The children of suburbanites who have this attitude pick it up, and begin to act upon it in their dealings with peers in school. Over the school years, it leads these children to bully, pick on, or otherwise ostracize the group(s) their parents believe are “less” than them. From here, my argument from Wednesday comes in; if a child who doesn’t have the right coping skills — say, a kid whose parents both have to work long hours to keep up with the Joneses, and therefore don’t have time to help the kid with his problems — is the victim of such ostracism, we’ve got a future school shooter on our hands.

I am also not trying to suggest that race is necessarily a factor in these student-perpetrated mass school shootings — in fact, I can’t name one where race has been a specific motivating factor. Race may not necessarily be the basis upon which these suburbanites feel that they are “better,” and certainly racism isn’t the biggest driver of this attitude today as it was in the 1960s. Today, it’s just as likely to be financial status — i.e., you’re “worse” if you can’t afford the $650,000 homes in the rich suburbs — or religion (gotta get away from those Jews, Muslims, and “godless,” “immoral” homosexuals) that drives this kind of an attitude among suburbanites.

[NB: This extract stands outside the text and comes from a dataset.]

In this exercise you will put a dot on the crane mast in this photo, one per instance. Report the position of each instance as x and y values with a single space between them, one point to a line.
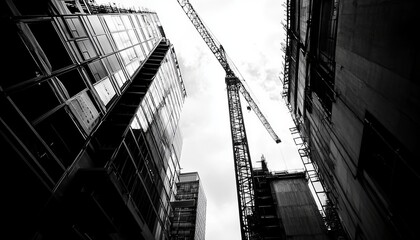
242 159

No matter what drives that kind of an attitude, it is wrong, it is against the true example of Christ, and it is destroying America as we know it. NOBODY — I repeat, NOBODY — is any better or worse in the eyes of God on the basis of anything but his/her actions, and even those aren’t judged until after the person dies. When we divide ourselves by thinking we’re any “better” than somebody else, we divide ourselves from God, Who has commanded us to love every single one of His children as we love ourselves (Mark 12:31). This means that we are not to think we are somehow “better” than somebody else, even if we are in fact better-off in material ways; we are instead instructed to humble ourselves (Matthew 5:5) and serve our fellow human beings (Matthew 20:26-27).

What can we do to change our society in ways that will prevent another school massacre like the Virginia Tech one? Certainly, the best start would be for our leaders — particularly Rethuglicans, who are far more guilty of this than Democrats — to stop pandering to racism, classism, homophobia, and all of the other destructive, anti-Christian hatreds in our society, and start condemning them in no uncertain terms. If haters start to see that they have no political outlet like the one they currently have with the GOPstapo, they will eventually do one of two things: (a) go even further underground with their hatred to the point where it’s practically invisible, or (b) learn to change their ways. If we combined that with a much stronger commitment to diagnosing and treating mental illnesses, especially the kind of severe depression seen in so many of these perpetrators, we would go a long way toward eradicating the school shooting from American culture.

I still have at least two completely separate topics to take up here, and I still haven’t found the time to do it. That USA Today article is now a week old, and what it talked about occurred this past Sunday. Oh well, whenever I get a chance, I’ll write about those. Until then, goodbye for now.